Menurut anggapan mereka, waktunya belum
cukup masak untuk merealisasikan suatu asimilasi yang mencakup persamaan
secara mutlak. Ikatan solidaritas hendaknya dapat diterima. Peradaban
Barat hendaknya terbuka bagi penduduk pribumi, janganlah hendaknya
dipakai sebagai alat untuk menipu mereka. Orang-orang Barat hendaknya
berkenalan dengan kebudayaan Timur. Selanjutnya kooperasi antara negeri
induk dan tanah jajahan harus dilaksanakan atas dasar saling menghargai
sifat dan tabiat mereka masing-masing, sehingga anasir-anasir yang
beraneka ragam di dalam masyarakat Indonesia dapat hidup bersama-sama
secara harmonis di dalam kerangka persatuan yang besar: Hindia Belanda.
Cita-cita politiknya ialah memberi tempat yang sama kepada semua warga Hindia Belanda. Untuk maksud itu dibutuhkan suatu ikatan yang kuat, yang hanya dapat diwujudkan kalau kekuasaan Belanda tetap kuat. Menurut kaum asosiasionis adalah tugas Negeri Belanda yang dipaksakan oleh sejarah untuk menciptakan perdamaian dan ketertiban serta menghormati pemerintah.
Lawan-lawan politik asosiasi dari pihak
Indonesia menyatakan, bahwa di dalam kerangka itu supremasi Belanda
mendapat garansi yang kuat dan dapat dipertahankan. Lagi pula cita-cita
kaum asosiasionis tidak sesuai dengan gerakan untuk mendapatkan otonomi
dan kemerdekaan. Para kritikus Belanda yang konservatif menyatakan,
bahwa yang dimaksud dengan asosiasi adalah suatu penyeleksian pada segolongan kecil individu untuk ditingkatkan pada taraf kultural dari peradaban Barat.
Karena alasan itulah politik asosiasi disebut juga politik aristokratis
dan tidak akan berhasil, karena ia mengasingkan masyarakat Indonesia
sebagai suatu keseluruhan. Pernyataan kritikus-kritikus yang lebih
progresif lagi ialah bahwa kaum asosiasionis memberikan dasar bagi
unifikasi, selama penduduk belum cukup matang untuk asimilasi. Karena
itu yang menjadi tujuan kultural dari politik asosiasi ialah penyebaran
kebudayaan Belanda pada umumnya dan perluasan pengajaran bahasa Belanda
pada khususnya.
Sebagai reaksi, baik terhadap propaganda
yang bersifat revolusioner maupun terhadap pernyataan Gubernur Jenderal
Van Limburg Stirum (1916-1921), dan juga dengan maksud untuk
merealisasikan ide asosiasi, maka didirikanlah sebuah partai asosiasi
Belanda, yang diberi nama Politiek Economische Bond (PEB).

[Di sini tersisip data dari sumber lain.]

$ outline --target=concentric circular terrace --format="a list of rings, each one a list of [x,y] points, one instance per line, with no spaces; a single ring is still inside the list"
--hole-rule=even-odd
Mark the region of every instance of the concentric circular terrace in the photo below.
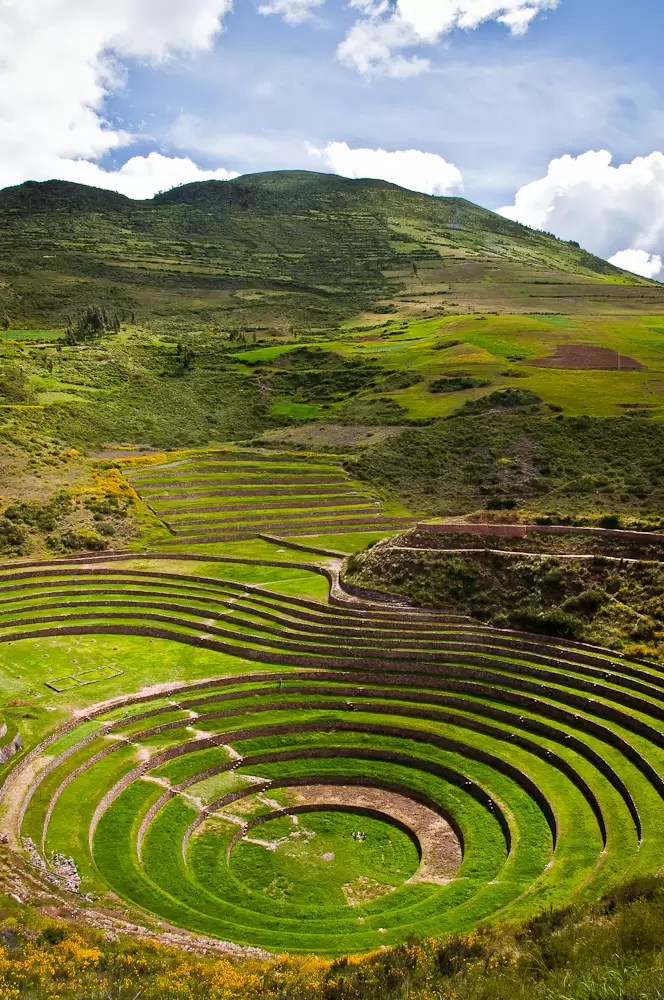
[[[288,596],[239,582],[250,562],[2,569],[1,643],[106,634],[225,654],[218,675],[90,704],[25,756],[3,789],[17,843],[73,856],[84,888],[170,924],[319,954],[660,869],[653,665],[338,587]]]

Tujuannya ialah untuk mewujudkan suatu bangsa Hindia dengan jalan
kooperasi dengan rakyat pribumi di bawah pimpinan Belanda. Jadi PEB
menentang gerakan “Bebas dari Holland”, maupun gerakan nonkoperasi. Pada
prinsipnya PEB bukanlah menghendaki demokrasi yang murni dengan hak-hak
yang sama, dan ia juga mendukung ide paternalisasi atau perlindungan.

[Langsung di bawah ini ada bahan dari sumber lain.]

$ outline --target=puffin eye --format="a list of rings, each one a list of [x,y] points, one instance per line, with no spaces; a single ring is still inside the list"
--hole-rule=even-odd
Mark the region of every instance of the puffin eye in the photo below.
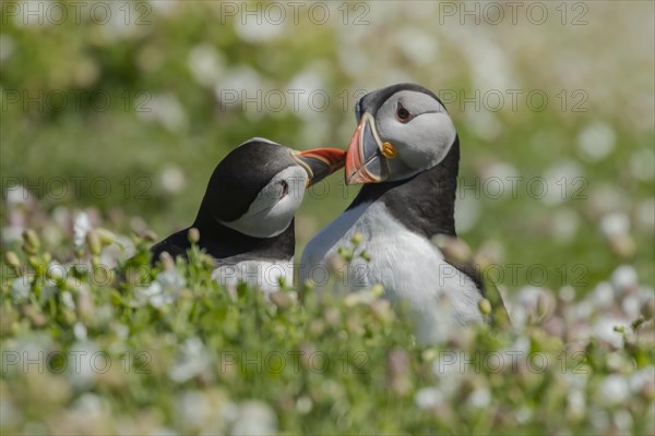
[[[412,113],[409,113],[409,111],[407,109],[405,109],[403,104],[401,104],[398,101],[398,108],[396,109],[396,117],[398,118],[400,122],[407,122],[412,118]]]
[[[279,198],[283,198],[289,193],[289,184],[286,182],[286,180],[283,180],[279,182],[279,184],[282,184],[282,194],[279,194]]]

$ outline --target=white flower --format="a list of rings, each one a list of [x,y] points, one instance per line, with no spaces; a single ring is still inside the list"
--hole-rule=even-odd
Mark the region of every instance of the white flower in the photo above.
[[[93,229],[91,226],[91,219],[88,214],[85,211],[79,211],[75,214],[73,221],[73,243],[75,249],[82,249],[86,243],[86,234]]]
[[[31,288],[32,287],[29,284],[29,277],[22,276],[22,277],[16,278],[11,283],[11,296],[12,296],[14,303],[19,303],[23,300],[27,300],[27,296],[29,296]]]
[[[474,409],[483,409],[491,402],[491,392],[488,388],[476,388],[468,396],[468,405]]]
[[[610,343],[615,348],[620,348],[623,346],[623,338],[614,328],[615,326],[627,327],[628,324],[624,319],[603,317],[594,324],[592,335],[604,342]]]
[[[32,194],[22,184],[8,186],[7,189],[7,205],[11,208],[27,203],[32,199]]]
[[[184,341],[177,362],[168,371],[171,380],[182,383],[195,377],[207,368],[210,358],[204,344],[199,338],[192,337]]]
[[[611,274],[611,284],[617,294],[622,294],[634,288],[636,283],[636,271],[631,265],[621,265]]]
[[[443,402],[443,392],[437,388],[421,388],[416,391],[414,402],[419,409],[433,409]]]
[[[259,400],[241,403],[231,435],[273,435],[277,433],[277,416],[269,404]]]
[[[600,220],[600,231],[606,238],[628,234],[630,231],[630,218],[623,213],[608,214]]]
[[[617,135],[603,122],[594,122],[577,134],[577,149],[584,158],[595,162],[605,158],[615,147]]]
[[[599,393],[603,400],[610,404],[618,404],[628,399],[630,386],[622,375],[610,374],[600,384]]]

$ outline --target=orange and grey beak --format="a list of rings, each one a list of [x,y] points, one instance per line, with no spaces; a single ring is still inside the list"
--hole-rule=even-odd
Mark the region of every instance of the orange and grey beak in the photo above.
[[[365,112],[355,130],[346,156],[346,183],[380,183],[389,177],[386,159],[394,158],[394,146],[380,140],[376,120]]]
[[[344,167],[346,152],[338,148],[314,148],[294,152],[291,157],[307,171],[307,186],[315,184]]]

Pada tahun-tahun berikutnya aliran
tersebut terdesak ke sudut ketika arah perkembangan politik kolonial
menunjukkan makin tajamnya pertentangan-pertentangan kepentingan dan
kesadaran nasional makin mendalam sebagai akibat dari diskriminasi ras.
Lebih-lebih politik Gubernur Jenderal Van Limburg Stirum yang ingin
mendahulukan kepentingan penduduk pribumi daripada golongan-golongan
lainnya, makin memperlemah politik asosiasi.

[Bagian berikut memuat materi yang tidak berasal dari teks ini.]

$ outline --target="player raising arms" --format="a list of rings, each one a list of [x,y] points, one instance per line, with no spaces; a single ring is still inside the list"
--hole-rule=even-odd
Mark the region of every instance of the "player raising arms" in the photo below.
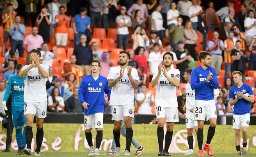
[[[240,148],[240,130],[242,128],[243,139],[242,154],[247,154],[246,150],[248,139],[248,128],[250,123],[251,105],[254,102],[254,94],[250,86],[242,81],[242,74],[239,71],[232,73],[233,80],[235,85],[229,91],[229,104],[234,106],[233,128],[235,129],[235,143],[236,155],[241,155]]]
[[[104,93],[110,97],[111,89],[107,78],[100,75],[101,63],[93,60],[91,63],[92,73],[85,77],[78,91],[79,101],[85,108],[85,126],[86,140],[90,146],[89,155],[98,155],[103,137]],[[94,150],[91,129],[97,128],[96,148]]]
[[[35,115],[37,148],[35,155],[39,156],[43,138],[43,120],[46,117],[47,95],[46,84],[49,73],[49,67],[39,64],[41,54],[39,50],[33,49],[30,54],[32,64],[25,66],[18,74],[20,77],[26,76],[24,99],[24,115],[27,121],[25,133],[27,148],[24,149],[24,152],[28,155],[31,155],[32,127]]]
[[[199,148],[198,156],[203,156],[203,124],[206,120],[210,120],[210,127],[207,134],[207,140],[203,149],[209,155],[213,156],[210,144],[215,133],[217,120],[217,114],[214,101],[213,88],[219,87],[217,75],[215,69],[210,66],[211,55],[208,51],[203,51],[199,55],[201,65],[192,71],[190,84],[191,88],[194,89],[196,103],[194,108],[195,119],[197,120],[197,142]]]
[[[163,56],[164,65],[158,66],[158,72],[154,74],[151,82],[152,87],[157,85],[155,102],[158,119],[158,156],[171,156],[168,153],[168,149],[172,138],[174,123],[179,121],[176,88],[180,85],[180,73],[178,69],[171,68],[174,61],[173,57],[173,54],[169,52],[165,53]],[[164,150],[164,126],[165,117],[167,130]]]
[[[18,64],[16,66],[17,73],[12,75],[9,78],[7,84],[6,91],[5,93],[4,100],[2,103],[3,108],[7,110],[6,107],[6,102],[7,101],[11,90],[12,90],[11,96],[11,113],[13,125],[15,127],[16,132],[16,140],[18,147],[18,149],[16,155],[23,154],[23,149],[26,146],[26,119],[24,115],[24,81],[26,77],[24,76],[20,78],[18,75],[20,71],[22,69],[23,65],[21,64]],[[2,111],[2,113],[5,114],[5,113]],[[23,127],[23,133],[22,133],[22,126]]]
[[[119,155],[120,151],[120,129],[122,120],[124,119],[126,130],[126,147],[125,155],[130,155],[130,149],[133,135],[132,128],[132,118],[134,117],[134,90],[138,87],[139,81],[136,69],[128,66],[130,54],[125,51],[119,53],[119,66],[110,68],[107,80],[110,87],[112,88],[110,104],[112,108],[112,120],[114,127],[113,134],[116,149],[114,155]]]
[[[185,86],[186,88],[186,104],[183,108],[183,110],[186,111],[186,127],[187,132],[187,143],[189,147],[188,152],[185,155],[194,154],[193,150],[193,128],[194,127],[196,133],[197,134],[197,121],[195,120],[194,115],[194,106],[195,104],[194,90],[192,90],[190,86],[190,78],[191,77],[192,69],[186,69],[184,74],[185,81],[187,82]]]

Sebagai protes dari gabungan partai-partai terhadap politik itu, maka didirikanlah Vaderlandsche Club
(VC), yang merupakan front kulit putih. Tujuannya ialah tetap
mempertahankan pimpinan Belanda di Indonesia dan memperkuat
ikatan-ikatan antara Indonesia dan Negeri Belanda, supaya kepentingan
golongan-golongan Belanda di bidang ekonomi, sosial, dan finansial dapat
terjamin. Pembentukan VC sebagai partai Eropa yang bersifat eksklusif
merupakan suatu manifestasi dari arus konservatif di dalam politik
kolonial Belanda. Sesuai dengan tujuannya, maka harus dibentuk Nederland Raya dengan Indonesia sebagai negara bagian yang berstatus otonom dari Kerajaan Belanda.
Selama penduduk belum cakap untuk mengambil alih pemerintahan di dalam
segala bidangnya, maka negeri induk tidak akan menyerahkan supremasinya.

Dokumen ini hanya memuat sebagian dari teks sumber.